Logo a seguir, como habitualmente, avançámos para o parque das merendas de Cartamil, (mais propriamente parque Laurinda da Conceição Fernandes) que se situa a cerca de cem metros a montante da ponte que, para nós, foi sempre um local de escala obrigatória, não só pelas suas boas condições como, ainda, por falta de alternativa na região. O dia solarengo que ia temperando o ar fresco que, entretanto, soprava de nordeste, convidava à preparação do almoço. A barriga começava a reivindicar a reposição dos níveis de sólidos e líquidos e nada melhor do que fazer-lhe a vontade. 
Quando chegámos ao parque, muito bem ilustrado por retábulos de santos e lápides com vários poemas de Ramos Mendes, fomos surpreendidos por um velho amigo que resolveu fazer-nos uma surpresa. Era um homem que nos acompanhou nem só na pesca como noutras etapas da vida e enquanto a saúde lhe permitiu respondeu sempre à chamada. Agora, na companhia da esposa e obedecendo ao apelo da alma, resolveu fazer-nos uma surpresa em plena contenda. Conhecendo as nossas rotinas, queria comungar do convívio e da amizade que sempre nos norteou. 

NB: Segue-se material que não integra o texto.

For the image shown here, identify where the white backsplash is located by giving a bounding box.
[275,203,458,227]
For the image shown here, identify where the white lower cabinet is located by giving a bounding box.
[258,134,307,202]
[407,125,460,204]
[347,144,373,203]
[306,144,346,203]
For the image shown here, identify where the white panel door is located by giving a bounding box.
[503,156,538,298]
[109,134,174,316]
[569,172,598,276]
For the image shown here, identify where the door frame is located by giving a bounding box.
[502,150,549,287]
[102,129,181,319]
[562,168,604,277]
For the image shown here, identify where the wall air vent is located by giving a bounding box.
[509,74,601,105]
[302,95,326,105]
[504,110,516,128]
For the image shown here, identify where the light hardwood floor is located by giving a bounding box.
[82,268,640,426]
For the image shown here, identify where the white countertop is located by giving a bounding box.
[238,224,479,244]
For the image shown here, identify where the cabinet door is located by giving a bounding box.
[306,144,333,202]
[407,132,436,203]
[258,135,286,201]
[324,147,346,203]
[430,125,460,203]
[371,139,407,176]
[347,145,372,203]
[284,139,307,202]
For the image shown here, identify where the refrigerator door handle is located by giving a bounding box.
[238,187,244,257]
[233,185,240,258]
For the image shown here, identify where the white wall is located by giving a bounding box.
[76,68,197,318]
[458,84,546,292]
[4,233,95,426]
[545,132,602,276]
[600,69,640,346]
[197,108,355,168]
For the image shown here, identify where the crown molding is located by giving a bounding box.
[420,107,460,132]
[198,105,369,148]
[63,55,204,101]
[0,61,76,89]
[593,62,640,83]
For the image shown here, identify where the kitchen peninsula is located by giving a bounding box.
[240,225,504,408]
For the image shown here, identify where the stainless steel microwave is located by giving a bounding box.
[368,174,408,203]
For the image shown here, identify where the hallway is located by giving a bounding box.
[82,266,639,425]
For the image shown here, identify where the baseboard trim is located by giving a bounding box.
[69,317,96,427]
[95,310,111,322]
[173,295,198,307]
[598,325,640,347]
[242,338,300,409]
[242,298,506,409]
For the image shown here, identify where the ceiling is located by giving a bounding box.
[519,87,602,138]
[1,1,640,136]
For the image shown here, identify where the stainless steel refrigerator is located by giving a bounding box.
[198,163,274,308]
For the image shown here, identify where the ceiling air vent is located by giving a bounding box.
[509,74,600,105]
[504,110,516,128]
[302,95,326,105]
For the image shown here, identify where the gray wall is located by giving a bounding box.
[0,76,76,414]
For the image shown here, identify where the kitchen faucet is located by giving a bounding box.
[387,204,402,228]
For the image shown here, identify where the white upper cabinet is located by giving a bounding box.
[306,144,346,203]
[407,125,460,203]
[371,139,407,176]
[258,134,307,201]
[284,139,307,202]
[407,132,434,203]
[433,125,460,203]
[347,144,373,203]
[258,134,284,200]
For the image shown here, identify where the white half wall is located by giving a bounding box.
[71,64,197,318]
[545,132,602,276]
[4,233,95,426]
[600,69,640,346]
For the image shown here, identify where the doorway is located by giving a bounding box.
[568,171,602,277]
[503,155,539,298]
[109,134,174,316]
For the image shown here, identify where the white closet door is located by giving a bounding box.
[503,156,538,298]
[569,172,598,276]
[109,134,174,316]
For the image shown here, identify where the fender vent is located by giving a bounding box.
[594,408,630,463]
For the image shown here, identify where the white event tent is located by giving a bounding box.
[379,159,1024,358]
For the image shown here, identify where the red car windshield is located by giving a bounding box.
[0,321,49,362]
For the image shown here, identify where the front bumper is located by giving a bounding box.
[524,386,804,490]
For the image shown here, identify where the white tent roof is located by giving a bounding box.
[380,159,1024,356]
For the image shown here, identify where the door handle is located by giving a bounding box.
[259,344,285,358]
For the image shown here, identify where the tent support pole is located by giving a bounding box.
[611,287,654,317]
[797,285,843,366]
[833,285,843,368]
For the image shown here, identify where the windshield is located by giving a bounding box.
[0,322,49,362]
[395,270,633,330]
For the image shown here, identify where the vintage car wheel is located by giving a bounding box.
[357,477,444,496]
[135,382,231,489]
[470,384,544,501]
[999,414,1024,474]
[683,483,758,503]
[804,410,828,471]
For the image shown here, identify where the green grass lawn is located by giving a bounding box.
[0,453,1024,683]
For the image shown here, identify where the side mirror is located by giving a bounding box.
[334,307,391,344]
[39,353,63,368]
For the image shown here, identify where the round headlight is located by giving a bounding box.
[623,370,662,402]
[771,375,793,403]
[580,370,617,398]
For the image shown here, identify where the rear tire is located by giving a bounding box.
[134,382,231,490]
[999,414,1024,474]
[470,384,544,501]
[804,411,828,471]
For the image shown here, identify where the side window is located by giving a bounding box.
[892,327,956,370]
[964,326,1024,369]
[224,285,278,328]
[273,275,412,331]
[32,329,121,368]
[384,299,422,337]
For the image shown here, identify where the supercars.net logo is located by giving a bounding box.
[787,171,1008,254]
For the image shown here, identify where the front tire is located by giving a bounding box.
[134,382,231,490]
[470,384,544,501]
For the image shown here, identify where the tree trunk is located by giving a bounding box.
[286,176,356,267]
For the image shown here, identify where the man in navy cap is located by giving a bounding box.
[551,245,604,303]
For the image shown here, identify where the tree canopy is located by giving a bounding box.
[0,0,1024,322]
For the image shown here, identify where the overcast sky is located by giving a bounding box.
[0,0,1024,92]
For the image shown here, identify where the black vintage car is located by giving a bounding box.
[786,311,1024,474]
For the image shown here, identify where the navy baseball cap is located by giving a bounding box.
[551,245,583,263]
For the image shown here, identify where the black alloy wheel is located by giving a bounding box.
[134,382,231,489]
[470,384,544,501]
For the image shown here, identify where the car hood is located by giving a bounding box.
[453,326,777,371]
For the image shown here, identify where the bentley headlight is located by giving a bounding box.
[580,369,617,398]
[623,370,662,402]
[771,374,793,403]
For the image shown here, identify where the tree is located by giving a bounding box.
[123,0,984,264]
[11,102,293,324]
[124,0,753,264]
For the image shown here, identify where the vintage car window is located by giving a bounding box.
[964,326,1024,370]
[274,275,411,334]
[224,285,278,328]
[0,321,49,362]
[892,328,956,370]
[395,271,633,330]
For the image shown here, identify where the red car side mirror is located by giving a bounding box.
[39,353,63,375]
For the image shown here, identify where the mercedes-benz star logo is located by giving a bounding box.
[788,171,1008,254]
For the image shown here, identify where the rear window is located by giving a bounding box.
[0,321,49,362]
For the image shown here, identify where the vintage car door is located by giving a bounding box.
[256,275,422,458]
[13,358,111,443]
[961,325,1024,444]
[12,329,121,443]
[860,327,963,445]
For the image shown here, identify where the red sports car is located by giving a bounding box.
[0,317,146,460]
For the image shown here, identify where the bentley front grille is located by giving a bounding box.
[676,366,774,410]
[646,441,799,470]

Começámos por acender o grelhador e enquanto se preparavam as brasas para grelhar o bacalhau, íamos degustando os acepipes acompanhados por um bom tinto alentejano e com graçolas à mistura que começaram, desde logo, pelo ataque do javali que foi o tema dominante. 
Durante o almoço, em alegre cavaqueira, demos largas ao apetite e recordámos histórias, vividas ao longo da caminhada da vida, que nos divertiram e nos incentivaram a novos reencontros se a pandemia (Covid – 19), entretanto, nos permitir. No final, por volta das catorze horas, o nosso amigo seguiu o seu destino lamentando o facto de já não nos poder acompanhar como tanto gostava, mas a vida é assim, não se compadece da nossa vontade. E nós partimos em direção à Pampilhosa da Serra, mais propriamente com destino às ribeiras de Pescanseco, a seguir Praçais, depois Carvalho e por fim Pessegueiro. Uma rota que, com o passar dos anos, se foi tornando quase obrigatória não passando de uma visita turística à nossa Serra. 
Apesar de todas as dificuldades que se avizinham em cada um de nós, nem tudo é mau, foi com satisfação que verificamos o trabalho que tem sido desenvolvido em prol da limpeza das ribeiras afluentes do rio Unhais, junto aos povoados, que nos permitiu a passagem em locais que até há pouco tempo nos eram inacessíveis. Um trabalho gigantesco que deixa a nu não só parte das margens como também as linhas de água. Como é sobejamente conhecido, não é um trabalho fácil, atendendo às difíceis acessibilidades e à vastidão da vegetação. Uma selva que engloba árvores de grande porte como: acácias, salgueiros, pinheiros, eucaliptos e amieiros. Tudo envolvido por silvas e vegetação rasteira que impossibilita qualquer movimento. Atendendo a que a natureza se transforma, em cada dia que passa, e a desertificação vai alterando a paisagem de forma irreversível, pensamos que pouco haverá a fazer atendendo a que a limpeza é, economicamente, inexecutável.
                No final da jornada regressámos a casa, e embora as capturas não tenham correspondido às expectativas, com o sentimento de que passamos um dia em puro convívio com a natureza agreste. Sem esquecer o excelente almoço que é, nas atuais circunstâncias, um dos melhores motivos para visitar a nossa Serra. Mas, ainda assim, cientes que estará próximo o tempo de arrumar o material de pesca.